Diaphanous and spritely, yet with weighty industrial churn, Sylvan Esso's electro-folk is a seductive array of contradictions. It can be radio-friendly in sound, yet espouse distinct radio-unfriendliness in message. Whilst rich, reverberating beats free your limbs for wild gyration, the words can often weigh heavy on your grey matter. Stylistically, their second album, "What Now", picks up where their self-titled 2014 album left off, with three more years of life experience in which to refine their high-octane existential ambivalence.

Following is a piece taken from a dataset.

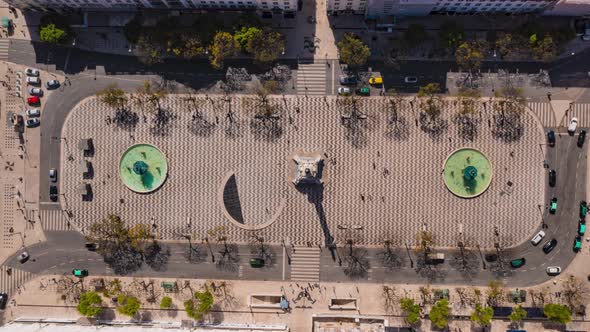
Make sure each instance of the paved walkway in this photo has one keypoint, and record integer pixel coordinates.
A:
(360, 163)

Sylvan Esso What Now Album

From Wreck-It Ralph rave-up, "Kick Jump Twist" - serrated, agitated and maniacal, with its Atari Pong pings and Nintendo Sonic whirrs, to the radiantly reminiscent "The Glow" - with soaring synths sounding like the dawn chorus playing Laser Quest, the irresistible, restless zest of the album grabs you firmly by the glittery disco balls. If you're planning on a quiet night in, "Radio" will disavow you of such crazy notions. Biting the hand that feeds them, Amelia Meath's crisp, bolshy vocals, over Nick Sanborn's insistent rhythms, attack the inner mechanisms of the corporate machine, repeating the cynical songwriting need to be a 'Slave to the radio - 3.30', whilst ensuring the middle-fingered irony of nailing the song in three-and-a-half minutes. We bust moves; they bust the balls of industry bosses - sounds like a fair deal.

Their simple, folksy, sylvan pasts (Mountain Man and Megafaun) peep through in the more bare, sparse tracks - especially via Meath's vocals. Barely-adorned album opener, "Sound" functions as a 'play it loud' mission statement for all ten songs when she sets out her intentions with 'Gonna sing it in such decibels,/ All you'll feel is sound,/ All you'll be is sound'. The exposed, doleful voice in "Slack Jaw", over the raw recording crackles and hisses, evokes an engaging vulnerability. Despite material wealth and good fortune, it shows how we can still struggle mentally - 'Some days I'm above water, but mostly I'm at sea.'

The multi-layered "Die Young" is a mid-tempo successor to 2014's "Coffee", subverting classic rock & roll nihilism and the traditions of the love song in the refrain, "I was gonna die young,/ Now I gotta wait for you, honey.' Not only has love scuppered the narrator's ambition to shuffle off early and make a good-looking corpse, but the cruel interference of love has also tethered or harnessed her, hence the all-consuming joys of falling for someone can be simultaneously unsettling.

"What Now" seems to question where Sylvan Esso are at in 2017, the obvious answer being that they are at their subtle, audacious, infectious best.